Creating tables in a S3 Bucket gives “Query failed External location must be a directory”

Using Presto’s Hive connector you want to create a new table in a directory that already exists, in an s3 bucket that already exists that you have full read/write access to.  But Presto tells you the directory isn’t a directory! 

In this example you have already created your target directory myDir using the AWS s3 console, in a bucket called myBucket.  But attempts to create the customer table in that directory fail:

presto> CREATE TABLE hive.customer ( customer_id bigint, email varchar(64) ) 
WITH ( external_location = 's3a://myBucket/myDir/' , format = 'PARQUET' );

Query 20210104_110546_00015_mhsym failed: External location must be a directory

The issue here is not immediately obvious.

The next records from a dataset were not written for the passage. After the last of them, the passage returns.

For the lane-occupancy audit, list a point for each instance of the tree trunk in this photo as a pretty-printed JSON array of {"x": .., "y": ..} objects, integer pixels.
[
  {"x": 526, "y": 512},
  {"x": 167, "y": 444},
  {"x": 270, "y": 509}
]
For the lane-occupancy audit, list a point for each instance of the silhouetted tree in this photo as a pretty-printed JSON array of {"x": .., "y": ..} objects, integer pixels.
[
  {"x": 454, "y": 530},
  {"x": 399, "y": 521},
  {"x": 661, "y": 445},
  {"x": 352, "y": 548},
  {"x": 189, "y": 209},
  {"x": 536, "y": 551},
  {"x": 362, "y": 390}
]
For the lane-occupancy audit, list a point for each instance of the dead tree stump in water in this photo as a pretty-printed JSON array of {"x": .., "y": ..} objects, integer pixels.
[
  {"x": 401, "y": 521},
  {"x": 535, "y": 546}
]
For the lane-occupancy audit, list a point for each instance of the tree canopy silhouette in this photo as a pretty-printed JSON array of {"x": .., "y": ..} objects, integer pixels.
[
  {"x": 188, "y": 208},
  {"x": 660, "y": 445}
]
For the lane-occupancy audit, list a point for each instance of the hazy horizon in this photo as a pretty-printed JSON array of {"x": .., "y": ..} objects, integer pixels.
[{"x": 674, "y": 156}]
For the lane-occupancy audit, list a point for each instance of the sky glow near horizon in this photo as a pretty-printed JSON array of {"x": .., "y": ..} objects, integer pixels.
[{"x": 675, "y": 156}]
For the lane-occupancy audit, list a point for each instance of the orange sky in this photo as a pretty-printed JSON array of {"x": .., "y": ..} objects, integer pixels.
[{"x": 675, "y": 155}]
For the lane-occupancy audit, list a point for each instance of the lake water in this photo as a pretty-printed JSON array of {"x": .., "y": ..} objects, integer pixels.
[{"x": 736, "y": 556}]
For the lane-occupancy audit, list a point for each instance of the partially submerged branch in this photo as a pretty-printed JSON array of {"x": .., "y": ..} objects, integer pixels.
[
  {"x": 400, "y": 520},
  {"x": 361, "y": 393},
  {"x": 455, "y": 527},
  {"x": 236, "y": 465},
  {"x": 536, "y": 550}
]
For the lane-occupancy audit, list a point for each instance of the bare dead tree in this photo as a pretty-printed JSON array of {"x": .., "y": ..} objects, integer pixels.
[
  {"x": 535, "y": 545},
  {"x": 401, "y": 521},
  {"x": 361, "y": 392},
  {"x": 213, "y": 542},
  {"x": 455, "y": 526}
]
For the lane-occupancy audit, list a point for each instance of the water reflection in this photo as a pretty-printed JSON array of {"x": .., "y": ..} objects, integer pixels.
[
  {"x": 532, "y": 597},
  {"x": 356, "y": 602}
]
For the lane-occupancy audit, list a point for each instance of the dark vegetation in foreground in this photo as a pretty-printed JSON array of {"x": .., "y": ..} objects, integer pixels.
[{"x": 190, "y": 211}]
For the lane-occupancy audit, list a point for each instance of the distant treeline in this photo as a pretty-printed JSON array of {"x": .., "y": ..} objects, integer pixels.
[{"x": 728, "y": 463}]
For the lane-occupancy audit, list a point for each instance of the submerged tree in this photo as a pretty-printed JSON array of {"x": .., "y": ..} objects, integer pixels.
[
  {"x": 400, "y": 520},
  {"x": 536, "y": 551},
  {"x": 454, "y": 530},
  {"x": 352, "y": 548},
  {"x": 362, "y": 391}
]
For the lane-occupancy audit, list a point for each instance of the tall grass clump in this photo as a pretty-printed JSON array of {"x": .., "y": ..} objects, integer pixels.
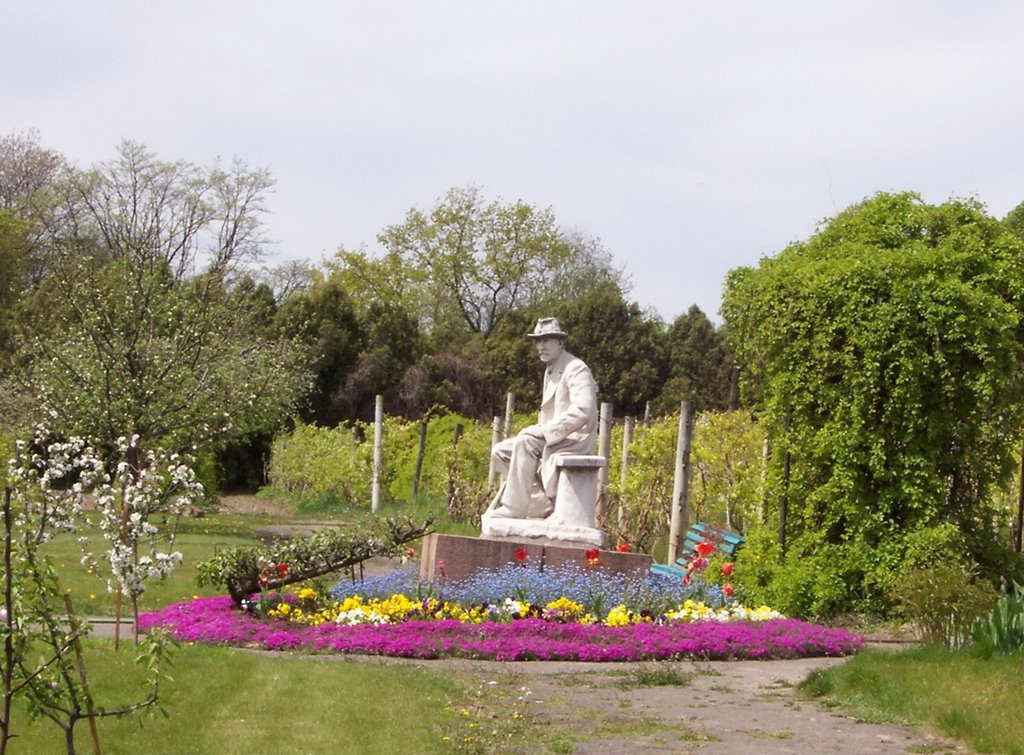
[{"x": 1001, "y": 631}]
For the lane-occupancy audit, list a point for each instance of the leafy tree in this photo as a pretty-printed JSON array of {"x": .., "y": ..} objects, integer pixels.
[
  {"x": 887, "y": 352},
  {"x": 393, "y": 345},
  {"x": 13, "y": 275},
  {"x": 135, "y": 328},
  {"x": 699, "y": 365},
  {"x": 1015, "y": 220},
  {"x": 466, "y": 263},
  {"x": 31, "y": 177},
  {"x": 623, "y": 346}
]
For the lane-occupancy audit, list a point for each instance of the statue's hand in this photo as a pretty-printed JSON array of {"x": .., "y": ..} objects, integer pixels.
[{"x": 532, "y": 431}]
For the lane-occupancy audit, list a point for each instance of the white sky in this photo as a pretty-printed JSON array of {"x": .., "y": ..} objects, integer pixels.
[{"x": 690, "y": 137}]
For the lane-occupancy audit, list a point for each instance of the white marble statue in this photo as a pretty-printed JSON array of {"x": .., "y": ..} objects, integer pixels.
[{"x": 567, "y": 424}]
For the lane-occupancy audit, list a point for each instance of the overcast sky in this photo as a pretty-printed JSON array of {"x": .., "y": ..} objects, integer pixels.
[{"x": 689, "y": 137}]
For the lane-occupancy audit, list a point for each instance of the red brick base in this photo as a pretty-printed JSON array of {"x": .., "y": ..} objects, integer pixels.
[{"x": 462, "y": 555}]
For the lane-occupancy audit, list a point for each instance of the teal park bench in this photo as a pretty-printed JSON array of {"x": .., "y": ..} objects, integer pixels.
[{"x": 726, "y": 544}]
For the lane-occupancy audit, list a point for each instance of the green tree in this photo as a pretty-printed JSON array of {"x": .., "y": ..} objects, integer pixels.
[
  {"x": 13, "y": 276},
  {"x": 462, "y": 266},
  {"x": 31, "y": 179},
  {"x": 136, "y": 329},
  {"x": 623, "y": 345},
  {"x": 1015, "y": 220},
  {"x": 323, "y": 317},
  {"x": 887, "y": 354}
]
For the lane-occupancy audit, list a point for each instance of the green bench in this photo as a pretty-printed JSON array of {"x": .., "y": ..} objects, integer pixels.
[{"x": 726, "y": 544}]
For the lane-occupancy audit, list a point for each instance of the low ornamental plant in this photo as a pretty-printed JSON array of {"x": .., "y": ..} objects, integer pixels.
[
  {"x": 215, "y": 620},
  {"x": 574, "y": 612}
]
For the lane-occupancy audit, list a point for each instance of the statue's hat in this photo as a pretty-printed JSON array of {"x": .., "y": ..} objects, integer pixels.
[{"x": 548, "y": 328}]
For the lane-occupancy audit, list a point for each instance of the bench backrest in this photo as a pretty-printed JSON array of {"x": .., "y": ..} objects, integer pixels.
[{"x": 724, "y": 541}]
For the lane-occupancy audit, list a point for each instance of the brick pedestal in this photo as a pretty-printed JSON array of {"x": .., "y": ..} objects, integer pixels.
[{"x": 462, "y": 555}]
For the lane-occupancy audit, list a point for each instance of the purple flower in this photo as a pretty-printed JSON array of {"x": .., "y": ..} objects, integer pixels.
[{"x": 214, "y": 620}]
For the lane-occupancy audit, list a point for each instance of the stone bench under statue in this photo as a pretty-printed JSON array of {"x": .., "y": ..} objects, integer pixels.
[{"x": 574, "y": 515}]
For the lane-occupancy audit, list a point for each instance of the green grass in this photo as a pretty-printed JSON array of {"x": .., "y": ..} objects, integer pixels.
[
  {"x": 198, "y": 540},
  {"x": 952, "y": 693},
  {"x": 332, "y": 507},
  {"x": 226, "y": 701}
]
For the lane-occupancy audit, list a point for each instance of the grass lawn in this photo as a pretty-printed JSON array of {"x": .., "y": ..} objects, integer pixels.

The problem is that directories created using the S3 console cannot be used by Presto+Hive connector.

The workaround is:

1) first remove the problematic target directory (myDir in this example)

2) use the aws command line tool to create the new myDir target directory, using a cp (copy) command and any file – dummyfile in this example..  

3) Subsequent write attempts – like a CREATE TABLE – will then work:

--Make a new 'customer' target dir 
$ aws s3 cp dummyfile "s3://myBucket/myDir/dummyfile"

--Now CREATE TABLE works fine
presto> CREATE TABLE hive.customer ( customer_id bigint, email varchar(64) )
 WITH ( external_location = 's3a://myBucket/myDir/' , format = 'PARQUET' );
CREATE TABLE

Don’t forget to delete the dummy file.

The reason this happens is because S3 is not a regular file system, it is a key-value store, and directories are not really directories at all. 

More details about this issue and why it happens can be found at: https://github.com/prestodb/presto/issues/8939.
The above should help you resolve any further Query failed: External location must be a directory errors you encounter.